1. Executive Summary
This bill amends ORC §122.98 and enacts §§122.982 and 122.983 to modify the Residential Development Revolving Loan Program by expanding permitted loan uses, altering borrower requirements, establishing a three‑tier county population system for loan distribution, and changing loan amount caps.
2. What This Bill Would Do
[122.98(B)] modifies eligible borrower criteria. The amendment text reflects eligibility requiring population ≤75,000 and building permit issuance below the state average. This provision would retain those criteria unchanged.
[122.98(C)] expands permitted loan uses. Current law allows proceeds only for infrastructure (water, sewer, transport, electric, gas) for single‑family dwellings. This provision would also allow proceeds “to offset, defray, or otherwise make more affordable costs related to the construction of residential dwellings” including conversion of commercial structures to residential. Prohibition on routine maintenance and over‑scale upgrades remains.
[122.98(D)] modifies project approval requirements. Current law requires: (1) project located in eligible county; (2) net density ≥4 units per acre; (3) zoned exclusively single‑family; (4) no qualified low‑income building receiving LIHTC (26 U.S.C. 42).

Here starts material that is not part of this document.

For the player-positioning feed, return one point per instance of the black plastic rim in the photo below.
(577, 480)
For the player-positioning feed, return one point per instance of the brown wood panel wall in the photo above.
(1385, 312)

[122.98(F), (G), (J)] sets loan administration rules. This provision would require rolling applications beginning no later than January 1, 2026; prohibit any fees on applicants or recipients; and set the interest rate equal to the effective federal funds rate. These provisions are unchanged from current law.
[122.98(I)] adds a clarification to scoring metrics. Current law prohibits considering whether a project is located in an economically distressed area. This provision would add an explicit prohibition on “weighting preference based on the poverty rate in the jurisdiction or census tract in which the project is located.”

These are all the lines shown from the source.